Airgun exploration is not only a gateway drug to offshore drilling but, as the scientific community has recognized, a major assault on the oceans in itself.  Imagine dynamite going off in your neighborhood every 10 seconds for days, weeks, and months on end.  Now imagine that you depend on your hearing to feed, mate, communicate, and do just about everything else necessary for survival.  That’s the situation that endangered whales, commercial fish, and other marine wildlife are facing with today’s announcement.  The video below shows a single airgun going off in a test pool; a large seismic array can harness more than twenty airguns going off at once.

     

Already industry has submitted nine applications from oil and gas companies and seismic contractors; together, those applications propose literally hundreds of thousands of miles of seismic blasting.  And no doubt there are others waiting in the wings.  Because of the enormous distances sound can travel in the ocean, the dangerous noise from this activity cannot remotely be confined to the waters off individual states that encourage it.  Some impacts—particularly on the great baleen whales—would extend many hundreds of miles, affecting states as far north as New England.  Fish and fisheries could be affected for tens of miles around every seismic ship.

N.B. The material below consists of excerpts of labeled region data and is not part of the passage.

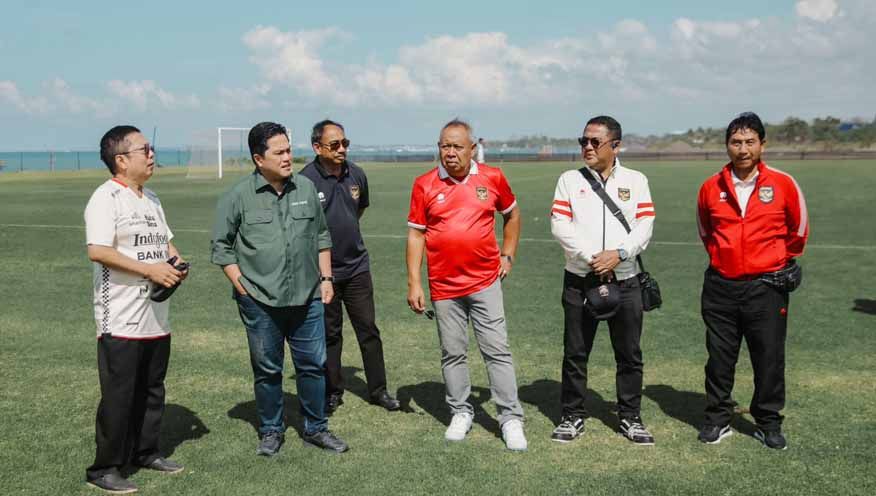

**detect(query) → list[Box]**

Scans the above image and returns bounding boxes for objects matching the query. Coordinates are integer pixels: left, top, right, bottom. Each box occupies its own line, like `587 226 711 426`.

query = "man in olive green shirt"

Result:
211 122 347 456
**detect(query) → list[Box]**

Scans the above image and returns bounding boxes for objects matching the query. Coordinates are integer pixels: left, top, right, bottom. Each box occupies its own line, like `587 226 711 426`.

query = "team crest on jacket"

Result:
475 186 487 201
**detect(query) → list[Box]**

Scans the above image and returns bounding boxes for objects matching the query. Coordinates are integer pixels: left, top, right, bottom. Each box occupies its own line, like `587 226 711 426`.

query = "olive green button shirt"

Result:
210 172 332 307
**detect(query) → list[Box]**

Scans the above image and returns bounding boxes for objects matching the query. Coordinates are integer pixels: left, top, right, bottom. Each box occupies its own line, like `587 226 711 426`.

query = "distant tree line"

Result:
490 116 876 150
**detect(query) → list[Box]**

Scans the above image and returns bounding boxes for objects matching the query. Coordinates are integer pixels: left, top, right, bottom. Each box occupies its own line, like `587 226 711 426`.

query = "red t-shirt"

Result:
408 162 517 301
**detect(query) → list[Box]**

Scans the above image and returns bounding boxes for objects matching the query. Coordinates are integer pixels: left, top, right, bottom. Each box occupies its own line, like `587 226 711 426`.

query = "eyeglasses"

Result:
578 136 618 150
116 143 155 157
319 138 350 152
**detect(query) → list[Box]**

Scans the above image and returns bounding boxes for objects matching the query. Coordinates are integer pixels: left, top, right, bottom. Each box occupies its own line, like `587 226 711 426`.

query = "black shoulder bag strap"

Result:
578 167 645 272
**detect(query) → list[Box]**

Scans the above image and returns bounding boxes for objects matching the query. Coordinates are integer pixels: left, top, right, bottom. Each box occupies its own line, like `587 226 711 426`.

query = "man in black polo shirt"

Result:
301 120 401 413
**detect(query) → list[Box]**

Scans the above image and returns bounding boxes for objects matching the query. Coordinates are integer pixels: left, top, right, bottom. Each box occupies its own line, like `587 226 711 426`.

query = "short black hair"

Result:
584 115 623 140
248 122 286 165
724 112 766 145
441 117 475 143
310 119 344 144
100 125 140 175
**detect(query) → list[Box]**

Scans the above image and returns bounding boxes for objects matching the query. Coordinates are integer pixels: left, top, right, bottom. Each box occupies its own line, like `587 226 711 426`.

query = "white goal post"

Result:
216 127 250 179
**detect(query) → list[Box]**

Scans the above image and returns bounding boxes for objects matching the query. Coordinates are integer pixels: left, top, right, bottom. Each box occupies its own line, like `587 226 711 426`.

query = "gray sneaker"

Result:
256 432 286 456
87 473 137 494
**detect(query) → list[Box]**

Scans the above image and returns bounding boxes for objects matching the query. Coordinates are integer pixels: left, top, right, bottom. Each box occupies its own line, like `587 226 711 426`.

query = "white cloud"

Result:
106 79 201 111
0 81 52 114
795 0 839 22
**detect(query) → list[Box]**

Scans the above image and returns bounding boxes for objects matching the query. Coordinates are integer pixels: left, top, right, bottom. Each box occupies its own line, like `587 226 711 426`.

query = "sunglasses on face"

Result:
319 138 350 152
118 143 155 157
578 136 617 150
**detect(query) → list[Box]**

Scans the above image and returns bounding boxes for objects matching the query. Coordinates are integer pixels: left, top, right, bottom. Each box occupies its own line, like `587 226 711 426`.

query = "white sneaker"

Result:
444 412 474 441
502 419 527 451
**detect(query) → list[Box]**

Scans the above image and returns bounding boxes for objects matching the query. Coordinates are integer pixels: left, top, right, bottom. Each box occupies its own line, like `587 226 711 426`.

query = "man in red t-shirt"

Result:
697 112 809 449
407 119 527 451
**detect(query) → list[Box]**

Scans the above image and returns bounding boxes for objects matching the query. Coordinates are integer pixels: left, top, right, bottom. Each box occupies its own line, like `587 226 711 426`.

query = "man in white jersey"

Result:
85 126 188 494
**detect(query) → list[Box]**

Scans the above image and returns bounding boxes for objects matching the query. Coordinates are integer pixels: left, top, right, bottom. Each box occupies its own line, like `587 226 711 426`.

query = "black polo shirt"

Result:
300 158 371 281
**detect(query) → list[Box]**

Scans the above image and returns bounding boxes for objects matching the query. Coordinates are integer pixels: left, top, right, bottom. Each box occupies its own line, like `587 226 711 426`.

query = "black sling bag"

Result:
578 167 663 312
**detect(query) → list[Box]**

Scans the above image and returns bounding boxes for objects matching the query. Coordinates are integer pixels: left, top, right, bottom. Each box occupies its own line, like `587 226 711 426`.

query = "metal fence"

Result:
0 147 876 172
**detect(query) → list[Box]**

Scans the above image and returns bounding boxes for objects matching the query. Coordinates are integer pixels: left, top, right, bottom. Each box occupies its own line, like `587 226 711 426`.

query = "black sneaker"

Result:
139 456 185 474
371 390 401 412
301 431 350 453
256 432 286 456
620 417 654 446
86 472 137 494
551 416 584 443
754 429 788 450
697 425 733 444
325 393 344 416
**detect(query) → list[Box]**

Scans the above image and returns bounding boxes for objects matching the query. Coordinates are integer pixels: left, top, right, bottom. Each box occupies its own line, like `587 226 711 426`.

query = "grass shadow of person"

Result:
228 392 304 436
397 381 502 438
852 298 876 315
517 379 618 430
122 403 210 477
643 384 757 436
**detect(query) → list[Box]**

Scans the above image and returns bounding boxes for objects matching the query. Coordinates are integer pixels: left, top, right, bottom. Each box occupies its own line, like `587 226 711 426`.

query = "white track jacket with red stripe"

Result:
550 160 654 280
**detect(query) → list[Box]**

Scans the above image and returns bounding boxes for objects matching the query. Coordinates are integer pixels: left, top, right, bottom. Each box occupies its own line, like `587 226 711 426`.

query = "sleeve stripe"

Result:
500 200 517 215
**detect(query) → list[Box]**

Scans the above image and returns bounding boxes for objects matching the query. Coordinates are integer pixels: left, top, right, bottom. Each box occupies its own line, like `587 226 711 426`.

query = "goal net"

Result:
186 127 253 179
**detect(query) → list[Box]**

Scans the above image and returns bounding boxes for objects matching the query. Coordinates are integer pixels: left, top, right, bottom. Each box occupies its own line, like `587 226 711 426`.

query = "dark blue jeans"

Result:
235 295 328 435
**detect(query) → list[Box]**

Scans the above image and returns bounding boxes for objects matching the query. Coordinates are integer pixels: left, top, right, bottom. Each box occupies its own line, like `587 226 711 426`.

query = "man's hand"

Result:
408 285 426 313
499 255 514 279
319 281 335 305
590 250 620 277
145 262 182 288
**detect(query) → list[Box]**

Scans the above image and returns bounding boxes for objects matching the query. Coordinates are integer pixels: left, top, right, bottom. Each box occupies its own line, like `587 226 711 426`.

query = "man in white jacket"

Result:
551 116 654 445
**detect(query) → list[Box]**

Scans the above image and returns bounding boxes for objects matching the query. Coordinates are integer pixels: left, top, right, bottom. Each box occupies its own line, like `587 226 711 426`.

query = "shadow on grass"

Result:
517 379 618 430
228 392 304 436
852 298 876 315
644 384 757 436
398 381 502 438
122 403 210 477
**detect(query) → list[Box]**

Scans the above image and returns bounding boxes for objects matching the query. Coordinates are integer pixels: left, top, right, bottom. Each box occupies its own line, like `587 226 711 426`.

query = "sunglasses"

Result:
578 136 617 150
319 138 350 152
117 143 155 157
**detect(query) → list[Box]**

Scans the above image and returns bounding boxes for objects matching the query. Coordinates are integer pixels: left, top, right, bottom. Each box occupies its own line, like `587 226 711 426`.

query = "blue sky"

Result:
0 0 876 151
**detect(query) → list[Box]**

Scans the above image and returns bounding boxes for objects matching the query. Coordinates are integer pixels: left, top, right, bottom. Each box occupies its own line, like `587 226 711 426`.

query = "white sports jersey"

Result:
85 178 173 339
551 160 654 280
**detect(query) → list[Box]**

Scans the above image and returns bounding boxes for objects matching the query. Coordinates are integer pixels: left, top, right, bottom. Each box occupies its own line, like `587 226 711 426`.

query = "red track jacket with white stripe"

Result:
551 160 654 280
697 162 809 279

The cynicism behind today’s announcement is how much it defers the hard decisions to later.  Given the sheer size of their environmental footprint, the only way to meaningfully reduce harm from seismic surveys is to limit them: to strictly limit the areas in which they can occur, or the amount of activity that can take place overall within a region.  BOEM has declined to do that, promising instead to consider these options when it looks at individual applications.  That and about fifty dollars will buy you a share of BP.

The scientific community, conservation community, Congressional reps, and fishermen have all called on the administration to put on the brakes, but to little avail.  Greener alternative technologies that could substantially cut the environmental footprint of airguns in many areas are already well into development and could be available for commercial use in three years or less.  Yet the administration is opening the floodgates now.

As I’ve said in the past, offshore oil is a snake oil cure.  Green-lighting seismic in the Atlantic is just one of many ways the federal government is coddling Big Oil and supporting its monopoly on our fuel supply.  The administration must not be allowed to sacrifice wildlife and the environment for this false promise.